Exploring the Representation Manifolds of Stable Diffusion Through the
Lens of Intrinsic Dimension
- URL: http://arxiv.org/abs/2302.09301v1
- Date: Thu, 16 Feb 2023 16:22:30 GMT
- Title: Exploring the Representation Manifolds of Stable Diffusion Through the
Lens of Intrinsic Dimension
- Authors: Henry Kvinge, Davis Brown, Charles Godfrey
- Abstract summary: We take a first step towards understanding basic geometric properties induced by prompts in Stable Diffusion.
We find that choice of prompt has a substantial impact on the intrinsic dimension of representations at both layers of the model.

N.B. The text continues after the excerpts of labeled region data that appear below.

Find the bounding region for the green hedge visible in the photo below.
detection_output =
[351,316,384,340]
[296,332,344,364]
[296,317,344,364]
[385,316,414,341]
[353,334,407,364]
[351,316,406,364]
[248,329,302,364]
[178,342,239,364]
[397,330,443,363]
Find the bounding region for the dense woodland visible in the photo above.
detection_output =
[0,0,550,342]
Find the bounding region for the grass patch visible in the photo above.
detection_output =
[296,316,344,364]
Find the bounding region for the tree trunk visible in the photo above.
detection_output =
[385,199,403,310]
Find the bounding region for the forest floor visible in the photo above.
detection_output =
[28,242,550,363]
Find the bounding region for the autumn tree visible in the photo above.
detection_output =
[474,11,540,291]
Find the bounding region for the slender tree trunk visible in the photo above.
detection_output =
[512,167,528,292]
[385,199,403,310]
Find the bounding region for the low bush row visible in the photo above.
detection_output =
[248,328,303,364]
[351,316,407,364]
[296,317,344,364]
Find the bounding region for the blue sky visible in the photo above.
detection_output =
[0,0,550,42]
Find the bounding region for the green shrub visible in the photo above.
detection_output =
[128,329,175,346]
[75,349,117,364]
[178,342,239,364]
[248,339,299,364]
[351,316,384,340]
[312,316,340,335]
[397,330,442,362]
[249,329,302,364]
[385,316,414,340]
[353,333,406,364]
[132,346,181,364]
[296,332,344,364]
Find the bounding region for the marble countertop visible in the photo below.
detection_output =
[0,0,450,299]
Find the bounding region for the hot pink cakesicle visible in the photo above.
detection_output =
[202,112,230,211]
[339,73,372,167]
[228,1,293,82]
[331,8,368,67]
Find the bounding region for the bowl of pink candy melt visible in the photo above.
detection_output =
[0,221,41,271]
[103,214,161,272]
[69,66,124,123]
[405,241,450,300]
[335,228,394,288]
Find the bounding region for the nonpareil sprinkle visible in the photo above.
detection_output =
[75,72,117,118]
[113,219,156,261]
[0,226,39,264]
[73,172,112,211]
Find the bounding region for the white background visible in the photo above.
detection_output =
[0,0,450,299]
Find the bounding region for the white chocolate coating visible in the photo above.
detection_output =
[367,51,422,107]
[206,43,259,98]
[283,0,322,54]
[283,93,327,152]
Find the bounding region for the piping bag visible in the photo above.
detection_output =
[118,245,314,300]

Our evidence suggests that intrinsic dimension could be a useful tool for future studies of the impact of different prompts on text-to-image models.
- Score: 0.0
- License: http://arxiv.org/licenses/nonexclusive-distrib/1.0/
- Abstract: Prompting has become an important mechanism by which users can more
effectively interact with many flavors of foundation model. Indeed, the last
several years have shown that well-honed prompts can sometimes unlock emergent
capabilities within such models. While there has been a substantial amount of
empirical exploration of prompting within the community, relatively few works
have studied prompting at a mathematical level. In this work we aim to take a
first step towards understanding basic geometric properties induced by prompts
in Stable Diffusion, focusing on the intrinsic dimension of internal
representations within the model. We find that choice of prompt has a
substantial impact on the intrinsic dimension of representations at both layers
of the model which we explored, but that the nature of this impact depends on
the layer being considered. For example, in certain bottleneck layers of the
model, intrinsic dimension of representations is correlated with prompt
perplexity (measured using a surrogate model), while this correlation is not
apparent in the latent layers. Our evidence suggests that intrinsic dimension
could be a useful tool for future studies of the impact of different prompts on
text-to-image models.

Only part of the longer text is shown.